Environment-Induced Exciton Renormalization in the Photosystem II Reaction Center

Abstract

Protein electrostatics tune excitation energies in the Photosystem II reaction center (PSII-RC), yet a fully quantum-mechanical many-body description of how the surrounding protein environment renormalizes excitons has remained computationally inaccessible. The Bethe-Salpeter equation (BSE) within many-body perturbation theory accurately describes excitonic physics through an explicit electron-hole interaction, but is prohibitively expensive for systems containing thousands of valence electrons. Here, we show that for sufficiently large systems the BSE becomes simpler to solve when treated with modern stochastic sampling techniques, as atomistic interactions self-average. In this regime, the effective electron-hole interaction mediated by the environment is governed by collective $k$-dependent polarization. These insights enable an ab initio study of the PSII-RC in which all six chlorins forming the hexameric dye core are treated explicitly together with a roughly seven Angstrom local protein environment. We directly compare the low-lying optical excitations of the isolated chromophore hexamer (1276 valence electrons) and the protein-dye cluster (3238 valence electrons). For $Q_y$ excitations near 680 nm, inclusion of the protein environment induces polarization-dependent energy shifts, redistributes spectral weight, and alters exciton delocalization and pigment character. Lateral and transverse asymmetries in the low-lying excited states are captured at the BSE level of theory.
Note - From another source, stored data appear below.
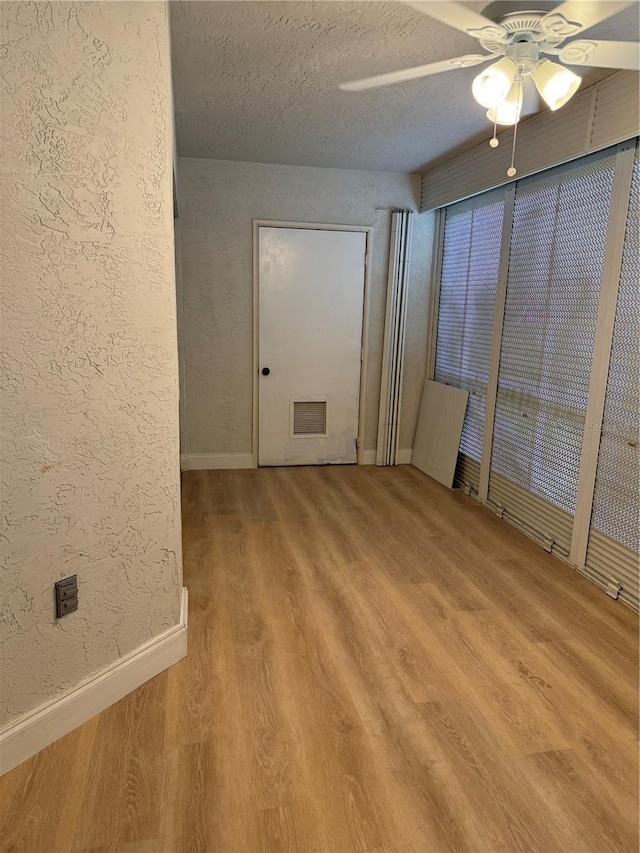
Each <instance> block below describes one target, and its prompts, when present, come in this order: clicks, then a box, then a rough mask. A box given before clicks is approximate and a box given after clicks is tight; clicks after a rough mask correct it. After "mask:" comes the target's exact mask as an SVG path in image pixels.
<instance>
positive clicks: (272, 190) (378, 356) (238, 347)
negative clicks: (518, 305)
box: [179, 159, 434, 454]
mask: <svg viewBox="0 0 640 853" xmlns="http://www.w3.org/2000/svg"><path fill="white" fill-rule="evenodd" d="M179 178H180V180H179V185H180V233H181V243H182V247H181V254H182V288H183V312H184V313H183V322H184V336H183V337H184V358H185V386H186V387H185V397H186V441H185V442H184V445H183V453H184V452H186V453H238V454H240V453H244V454H246V453H251V450H252V371H253V362H252V347H253V337H252V334H253V333H252V292H253V291H252V288H253V283H252V220H253V219H271V220H284V221H291V222H318V223H323V224H340V225H372V226H373V263H372V269H371V290H370V310H369V352H368V357H369V358H368V381H367V398H366V400H367V405H366V417H365V430H364V446H365V449H374V448H375V445H376V431H377V422H378V402H379V393H380V368H381V358H382V339H383V331H384V310H385V293H386V281H387V264H388V254H389V239H390V223H391V214H390V212H389V210H388V208H393V207H401V208H409V209H414V210H415V209H416V207H417V201H418V194H419V190H420V178H419V176H417V175H404V174H394V173H376V172H357V171H348V170H341V169H317V168H307V167H303V166H275V165H264V164H257V163H235V162H228V161H219V160H198V159H180V161H179ZM382 208H385V209H384V210H383V209H382ZM433 226H434V215H433V214H425V215H423V216H419V217H418V216H417V217H415V231H414V242H413V256H412V271H411V287H410V293H409V319H408V326H407V365H406V369H405V382H404V390H403V398H402V405H403V417H402V423H401V430H400V446H401V447H411V445H412V443H413V433H414V431H415V421H416V418H417V412H418V406H419V398H420V392H421V390H422V382H423V379H424V365H425V345H426V317H427V297H428V281H429V273H430V265H431V252H432V244H433Z"/></svg>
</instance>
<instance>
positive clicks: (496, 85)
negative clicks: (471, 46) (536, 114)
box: [471, 56, 517, 107]
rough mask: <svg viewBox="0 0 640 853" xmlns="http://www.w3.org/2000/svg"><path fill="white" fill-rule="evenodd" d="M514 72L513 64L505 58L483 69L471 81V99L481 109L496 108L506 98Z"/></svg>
mask: <svg viewBox="0 0 640 853" xmlns="http://www.w3.org/2000/svg"><path fill="white" fill-rule="evenodd" d="M516 71H517V68H516V64H515V62H514V61H513V60H512V59H509V58H508V57H506V56H505V57H504V58H503V59H501V60H499V61H498V62H495V63H494V64H493V65H490V66H489V67H488V68H485V70H484V71H482V72H481V73H480V74H478V76H477V77H476V78H475V80H474V81H473V84H472V86H471V91H472V92H473V97H474V98H475V99H476V101H477V102H478V103H479V104H480V106H482V107H496V106H497V105H498V104H499V103H500V102H501V101H502V100H504V98H505V97H506V96H507V94H508V92H509V89H510V88H511V85H512V84H513V80H514V78H515V76H516Z"/></svg>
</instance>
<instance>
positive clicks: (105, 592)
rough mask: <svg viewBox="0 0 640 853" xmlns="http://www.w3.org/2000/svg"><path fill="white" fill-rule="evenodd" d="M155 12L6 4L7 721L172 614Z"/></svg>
mask: <svg viewBox="0 0 640 853" xmlns="http://www.w3.org/2000/svg"><path fill="white" fill-rule="evenodd" d="M167 14H168V12H167V8H166V6H165V4H164V3H161V2H145V3H85V2H83V3H47V4H45V3H22V2H18V3H6V2H5V3H2V4H0V16H1V28H0V32H1V33H2V47H1V48H0V51H1V53H0V58H1V63H2V73H3V78H4V79H3V88H2V92H3V102H2V113H1V119H2V121H1V124H2V130H1V132H2V139H1V141H0V145H1V150H2V184H1V206H2V229H3V232H2V271H1V275H2V282H3V296H4V307H3V318H2V346H3V349H2V358H3V362H2V369H3V377H4V378H3V381H2V386H3V399H2V411H3V434H2V455H3V460H2V498H3V503H4V508H3V510H2V515H3V518H4V530H3V532H2V533H1V534H0V541H1V542H2V558H3V566H2V573H3V580H2V584H3V593H2V596H1V602H2V611H1V615H0V631H1V639H2V643H3V645H2V669H1V685H0V688H1V689H0V723H6V722H7V721H10V720H13V719H14V718H16V717H18V716H19V715H21V714H23V713H25V712H28V711H30V710H31V709H33V708H35V707H36V706H38V705H40V704H41V703H42V702H44V701H46V700H48V699H51V698H53V697H54V696H55V695H56V694H57V693H60V692H61V691H63V690H65V689H67V688H69V687H71V686H73V685H75V684H76V683H77V682H79V681H80V680H81V679H83V678H85V677H87V676H89V675H90V674H91V673H92V672H94V671H96V670H98V669H100V668H102V667H104V666H105V665H107V664H109V663H112V662H113V661H116V660H117V659H118V658H119V657H120V656H122V655H124V654H127V653H128V652H131V651H132V650H135V649H136V648H137V647H138V646H140V645H141V644H142V643H145V642H146V641H148V640H150V639H151V638H153V637H154V636H156V635H158V634H160V633H161V632H162V631H164V630H165V629H167V628H169V627H171V626H173V625H175V624H177V622H178V621H179V610H180V595H181V586H182V578H181V557H180V521H179V479H178V478H179V475H178V368H177V354H176V317H175V311H176V309H175V293H174V268H173V265H174V258H173V230H172V229H173V220H172V183H171V116H170V111H169V93H170V67H169V51H168V21H167ZM74 573H77V575H78V583H79V595H80V609H79V610H78V612H77V613H74V614H71V615H69V616H67V617H65V618H64V619H62V620H61V621H59V622H56V621H55V618H54V607H53V584H54V582H55V581H56V580H58V579H59V578H62V577H65V576H67V575H70V574H74Z"/></svg>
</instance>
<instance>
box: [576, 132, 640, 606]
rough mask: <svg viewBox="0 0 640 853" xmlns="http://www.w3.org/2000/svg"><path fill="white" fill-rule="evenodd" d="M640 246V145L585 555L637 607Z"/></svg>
mask: <svg viewBox="0 0 640 853" xmlns="http://www.w3.org/2000/svg"><path fill="white" fill-rule="evenodd" d="M639 245H640V160H639V158H638V149H637V148H636V155H635V162H634V166H633V177H632V181H631V198H630V202H629V211H628V214H627V227H626V232H625V242H624V249H623V253H622V267H621V273H620V284H619V289H618V301H617V305H616V316H615V322H614V328H613V341H612V345H611V359H610V363H609V375H608V379H607V392H606V397H605V406H604V414H603V419H602V425H601V432H600V448H599V453H598V467H597V469H596V483H595V491H594V498H593V510H592V516H591V528H590V532H589V544H588V548H587V559H586V565H587V568H588V569H589V570H591V572H592V573H593V574H594V575H595V577H594V580H596V581H598V582H600V584H601V585H603V586H605V585H607V584H608V583H610V582H613V583H614V584H619V585H620V587H621V590H620V595H621V597H623V598H625V599H626V600H627V602H628V603H630V604H632V605H633V606H635V607H636V608H637V607H638V595H639V587H640V577H639V575H640V569H639V566H640V560H639V557H638V552H639V551H640V543H639V535H638V522H639V519H640V496H639V493H638V481H639V478H640V456H639V450H638V444H639V440H640V438H639V435H640V415H639V413H638V412H639V410H638V387H639V386H638V379H639V376H638V355H639V351H638V345H639V342H640V302H639V298H638V282H639V281H640V259H639V251H638V247H639ZM594 427H596V428H597V425H594Z"/></svg>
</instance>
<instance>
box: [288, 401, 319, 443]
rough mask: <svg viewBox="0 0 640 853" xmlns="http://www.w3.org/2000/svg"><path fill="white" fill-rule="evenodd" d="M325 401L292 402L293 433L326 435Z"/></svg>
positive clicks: (303, 434)
mask: <svg viewBox="0 0 640 853" xmlns="http://www.w3.org/2000/svg"><path fill="white" fill-rule="evenodd" d="M326 432H327V403H326V401H325V400H319V401H311V400H297V401H294V403H293V434H294V435H326Z"/></svg>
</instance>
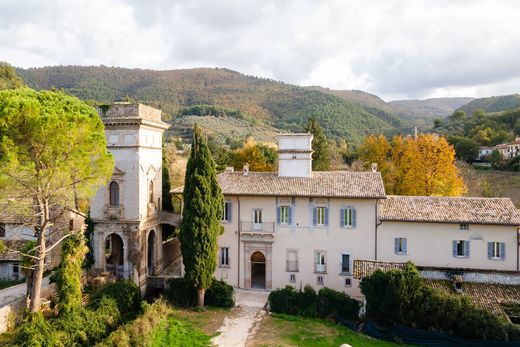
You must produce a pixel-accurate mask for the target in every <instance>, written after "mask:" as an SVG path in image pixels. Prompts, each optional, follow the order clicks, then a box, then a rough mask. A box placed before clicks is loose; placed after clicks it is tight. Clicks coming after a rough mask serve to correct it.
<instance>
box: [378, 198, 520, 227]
mask: <svg viewBox="0 0 520 347" xmlns="http://www.w3.org/2000/svg"><path fill="white" fill-rule="evenodd" d="M379 219H380V220H382V221H403V222H434V223H472V224H499V225H520V214H519V213H518V210H517V209H516V207H515V206H514V205H513V202H512V201H511V199H509V198H474V197H440V196H393V195H389V196H387V199H385V200H382V201H381V202H380V204H379Z"/></svg>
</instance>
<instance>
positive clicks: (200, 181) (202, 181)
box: [179, 125, 224, 307]
mask: <svg viewBox="0 0 520 347" xmlns="http://www.w3.org/2000/svg"><path fill="white" fill-rule="evenodd" d="M183 200H184V208H183V211H182V222H181V226H180V234H179V238H180V241H181V253H182V261H183V263H184V269H185V273H186V275H185V277H186V279H187V280H188V282H189V283H190V284H191V285H192V286H193V287H195V288H196V289H197V306H199V307H203V306H204V294H205V292H206V289H208V288H209V287H210V285H211V281H212V278H213V274H214V272H215V269H216V267H217V237H218V236H219V235H220V234H222V232H223V228H222V225H221V224H220V220H221V219H222V213H223V205H224V198H223V195H222V191H221V190H220V186H219V184H218V182H217V172H216V169H215V162H214V161H213V158H212V156H211V152H210V151H209V148H208V146H207V144H206V141H205V140H204V139H203V138H202V135H201V129H200V127H199V126H198V125H195V129H194V132H193V142H192V146H191V154H190V157H189V159H188V164H187V167H186V179H185V182H184V192H183Z"/></svg>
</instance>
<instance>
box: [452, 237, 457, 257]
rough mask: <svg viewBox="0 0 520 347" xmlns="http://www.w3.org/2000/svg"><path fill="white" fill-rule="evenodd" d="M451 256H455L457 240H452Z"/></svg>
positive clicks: (456, 252) (456, 255) (455, 253)
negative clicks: (451, 252) (451, 253)
mask: <svg viewBox="0 0 520 347" xmlns="http://www.w3.org/2000/svg"><path fill="white" fill-rule="evenodd" d="M453 256H454V257H456V256H457V241H456V240H453Z"/></svg>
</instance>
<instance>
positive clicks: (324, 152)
mask: <svg viewBox="0 0 520 347" xmlns="http://www.w3.org/2000/svg"><path fill="white" fill-rule="evenodd" d="M305 130H306V131H307V132H309V133H311V134H312V135H313V137H314V139H313V140H312V149H313V153H312V170H314V171H328V170H330V165H331V159H332V158H331V153H330V148H329V142H328V141H327V137H326V136H325V134H324V133H323V130H322V129H321V127H320V124H319V123H318V121H317V120H316V118H315V117H311V118H309V121H308V122H307V126H306V127H305Z"/></svg>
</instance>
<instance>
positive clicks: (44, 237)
mask: <svg viewBox="0 0 520 347" xmlns="http://www.w3.org/2000/svg"><path fill="white" fill-rule="evenodd" d="M37 215H38V216H39V217H40V221H39V223H38V230H37V233H36V235H37V237H38V239H37V241H38V252H37V253H36V257H37V258H38V259H37V260H36V262H35V266H36V269H34V271H33V277H32V285H31V296H30V302H29V311H31V312H38V311H39V310H40V306H41V291H42V282H43V270H44V267H45V253H46V249H45V246H46V244H45V242H46V238H47V232H46V231H47V227H48V226H49V202H48V201H47V200H43V201H42V200H39V201H38V207H37Z"/></svg>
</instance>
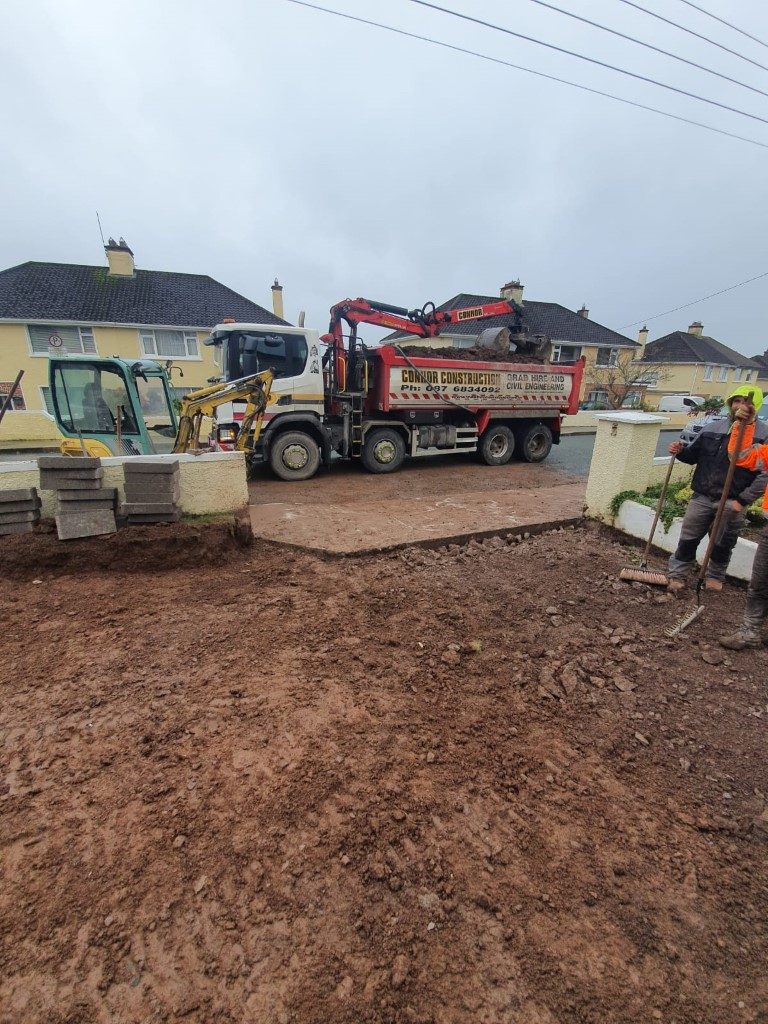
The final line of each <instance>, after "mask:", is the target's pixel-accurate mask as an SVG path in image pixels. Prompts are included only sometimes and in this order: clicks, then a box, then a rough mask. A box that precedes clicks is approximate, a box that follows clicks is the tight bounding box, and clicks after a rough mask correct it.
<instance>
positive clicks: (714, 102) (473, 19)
mask: <svg viewBox="0 0 768 1024" xmlns="http://www.w3.org/2000/svg"><path fill="white" fill-rule="evenodd" d="M410 2H411V3H415V4H418V5H419V6H420V7H429V8H430V9H431V10H438V11H440V12H441V13H442V14H450V15H451V16H452V17H459V18H461V19H462V20H463V22H472V23H473V24H474V25H481V26H483V28H485V29H493V30H494V31H495V32H503V33H504V34H505V35H506V36H514V37H515V38H516V39H524V40H525V41H526V42H528V43H536V44H537V45H538V46H544V47H546V48H547V49H548V50H556V51H557V52H558V53H566V54H567V55H568V56H571V57H578V58H579V59H580V60H586V61H587V62H588V63H593V65H597V66H598V67H599V68H607V69H608V70H609V71H615V72H617V73H618V74H620V75H627V76H628V77H629V78H636V79H638V80H639V81H640V82H649V83H650V84H651V85H657V86H659V88H662V89H669V90H670V92H678V93H680V95H682V96H688V97H690V98H691V99H698V100H699V101H700V102H702V103H710V105H712V106H719V108H721V110H724V111H730V112H731V114H739V115H740V116H741V117H744V118H751V119H752V120H753V121H762V122H763V124H768V119H766V118H761V117H760V116H759V115H758V114H749V113H748V112H746V111H740V110H738V108H736V106H729V105H728V104H727V103H721V102H718V100H717V99H709V98H708V97H707V96H699V95H697V94H696V93H695V92H688V91H687V89H679V88H678V87H677V86H676V85H669V84H668V83H666V82H659V81H658V80H657V79H655V78H649V77H648V76H647V75H638V74H637V72H634V71H627V69H626V68H617V67H616V66H615V65H609V63H606V61H604V60H598V59H597V57H588V56H587V55H586V54H584V53H577V52H575V50H567V49H565V47H564V46H556V45H555V44H554V43H547V42H545V41H544V40H543V39H536V38H535V37H534V36H526V35H524V34H523V33H522V32H515V31H514V30H513V29H505V28H504V26H503V25H494V23H493V22H483V19H482V18H480V17H474V16H473V15H472V14H464V13H462V11H459V10H451V8H449V7H440V5H439V4H436V3H430V2H429V0H410ZM623 2H629V0H623Z"/></svg>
These results establish that we now have the tools for many-body calculations of biological nanostructures.

Figures (6)

• Figure 1: Optimized protein-embedded PSII-RC (overall 1331 atoms) with specific segments highlighted: (a) special-pair chlorophylls with Mg centers ($P_{D1}$ and $P_{D2}$), 270 atoms; (b) histidine residues (with backbone) providing axial coordination to the Mg centers of $P_{D1}$ and $P_{D2}$, 68 atoms; (c) accessory chlorophylls with Mg centers ($Chl_{D1}$ and $Chl_{D2}$), 270 atoms; (d) pheophytins with hydrogen-coordinated macrocycles ($Pheo_{D1}$ and $Pheo_{D2}$), 272 atoms; (e) protein-bound plastoquinone cofactors ($Q_A$ and $Q_B$), 218 atoms; (f) surrounding protein scaffold residues (polypeptide backbone), 233 atoms.
• Figure 2: Real-space inverse dielectric functions for the isolated and protein-embedded PSII-RC, evaluated along Cartesian rays from the origin. Panels (a)–(c) show one-dimensional cuts where (a) $|x-x'|$ is varied with $y-y'=z-z'=0$, (b) $|y-y'|$ is varied with $x-x'=z-z'=0$, and (c) $|z-z'|$ is varied with $x-x'=y-y'=0$.
• Figure 3: Polarization-resolved full TDHF@$v_W$ optical spectra for the isolated and protein-embedded PSII-RC systems. Both systems use a transition space of $N_v=200$ and $N_c=400$ orbitals. Laser polarization directions are denoted as $x$-pol, $y$-pol, and $z$-pol.
• Figure 4: The $y$-polarized TDHF@$v_W$ spectra for the isolated and protein-embedded PSII-RC, together with the transition density isosurfaces corresponding to the three dominant absorption peaks in both systems, labeled as (i), (ii), and (iii). Isovalues of $\pm 0.00005$$\text{Bohr}^{-3/2}$ are used for all transition densities with purple used for positive values and grey for negative values.
• Figure 5: Same as Fig. \ref{['fig:densy']}, but for the $z$-polarization and the first absorption peak, labeled as (iv).